The Impact of Social Media in Photography (And Popularity)

This is a syndicated blog post from Street Silhouettes. This blog post and images are being syndicated from Horatio Tan with exclusive permissions.

Often times, I’ve been asked why Anna doesn’t pose… or rather, why she doesn’t pose like a model on this blog. In a manner of speaking, Anna isn’t functioning in the capacity of a model, which is why she’s not posing like one. Frankly, it wouldn’t make sense for her to do something like that. When someone poses – like a model – what they’re really doing is optimizing the presentation of a given photo opportunity. But in doing that, something happens to the image capture, which makes it look manufactured.

Early on, I knew I didn’t want to present that look for this blog. From my perspective, staging photo opportunities with deliberate poses have become all too common in our curated world of “insta-perfection”. But that is understandable, given how social media has changed the way we approach photography.

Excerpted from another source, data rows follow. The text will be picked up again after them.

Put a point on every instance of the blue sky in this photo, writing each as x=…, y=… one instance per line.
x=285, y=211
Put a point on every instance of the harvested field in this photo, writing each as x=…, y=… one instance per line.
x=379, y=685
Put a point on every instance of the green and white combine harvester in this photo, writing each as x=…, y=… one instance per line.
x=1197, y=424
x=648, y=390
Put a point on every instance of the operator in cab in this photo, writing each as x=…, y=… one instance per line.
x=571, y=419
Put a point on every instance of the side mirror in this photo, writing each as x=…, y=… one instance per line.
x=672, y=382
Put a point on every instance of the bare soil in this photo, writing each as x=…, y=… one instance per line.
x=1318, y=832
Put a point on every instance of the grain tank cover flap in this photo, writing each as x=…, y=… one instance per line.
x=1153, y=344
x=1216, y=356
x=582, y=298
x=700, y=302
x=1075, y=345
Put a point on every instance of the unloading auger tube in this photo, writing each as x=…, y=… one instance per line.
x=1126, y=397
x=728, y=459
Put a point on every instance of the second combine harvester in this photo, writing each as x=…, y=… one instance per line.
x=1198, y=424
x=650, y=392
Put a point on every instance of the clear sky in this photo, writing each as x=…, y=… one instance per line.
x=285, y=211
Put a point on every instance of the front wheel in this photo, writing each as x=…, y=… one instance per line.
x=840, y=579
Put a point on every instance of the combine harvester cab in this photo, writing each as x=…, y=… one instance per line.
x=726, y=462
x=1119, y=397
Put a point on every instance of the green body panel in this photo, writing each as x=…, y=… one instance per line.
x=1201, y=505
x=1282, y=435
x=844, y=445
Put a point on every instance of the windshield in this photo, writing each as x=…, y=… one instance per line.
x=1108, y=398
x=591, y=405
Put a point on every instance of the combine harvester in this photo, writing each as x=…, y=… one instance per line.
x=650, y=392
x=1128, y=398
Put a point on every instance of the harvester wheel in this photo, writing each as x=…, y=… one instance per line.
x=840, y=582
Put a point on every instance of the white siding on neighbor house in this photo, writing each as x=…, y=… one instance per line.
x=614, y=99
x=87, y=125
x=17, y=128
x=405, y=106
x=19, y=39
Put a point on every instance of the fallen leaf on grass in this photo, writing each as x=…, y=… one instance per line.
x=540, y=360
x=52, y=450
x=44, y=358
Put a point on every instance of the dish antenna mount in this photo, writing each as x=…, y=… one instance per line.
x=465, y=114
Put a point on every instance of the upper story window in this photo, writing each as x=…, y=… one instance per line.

It’s no longer enough that we take good photos. Now, we also want it to be liked. The more our photos are liked on social media, the more affirmation we get that our photos are good – that being the conventional wisdom.

Of course, nothing could be further from the truth. Getting more likes on social media has nothing to do with how good a photo is. Rather, it’s more an indication of how popular a person is. But knowing that doesn’t stop us from acting like popularity isn’t important – because it is (seriously). So, it’s only natural the emoji tweeting sect do whatever they can to squeeze out more likes from the photos they share. After all, nothing beats that rush of good feeling like an affirmation of popularity.

Anna tapping a shopping cart, on the Lower East Side.

This wasn’t here before. My new favorite mural in the city… at the Bowery across where the famed CBGB used to be. I ❤️ Debbie Harry and Blondie!

Walking past a shop on the Lower East Side.

Looking through the ivies into a vacant lot, off Houston Street, on the Lower East Side.

Outside a neighborhood pickup basketball game, on the Lower East Side.

It’s no wonder then so many popular photos on social media look manufactured. Many of them are absolutely perfect – staged to perfection with perfect lighting, perfect timing, and perfect overall composition. It’s just so perfect that the image capture just makes you look. Perhaps, that’s why manufactured images are so universally liked on social media. They’re so easy to appreciate – like popcorn, eye-candy, or any other crowd-pleaser.

Still, perfection has its limits. For one thing, manufactured crowd-pleasing photos are generally not exceptional. Beyond the visually compelling documentation that grabs your attention, there really isn’t much substance to it. Anything noteworthy about it is appreciable on the surface – without any deeper meaning attached to its creation. However, that is to be expected from any image documentation that’s made to be universally liked.

As you can imagine, most popular photos are superficial, since they’re typically made for no other reason than to be liked. In that way, it puts into perspective how recreational these perfect images are – which in turn – commoditizes its significance. Admittedly, this may sound counterintuitive, given the effort that goes into manufacturing photos for likes. But then again, effort is no promise of value.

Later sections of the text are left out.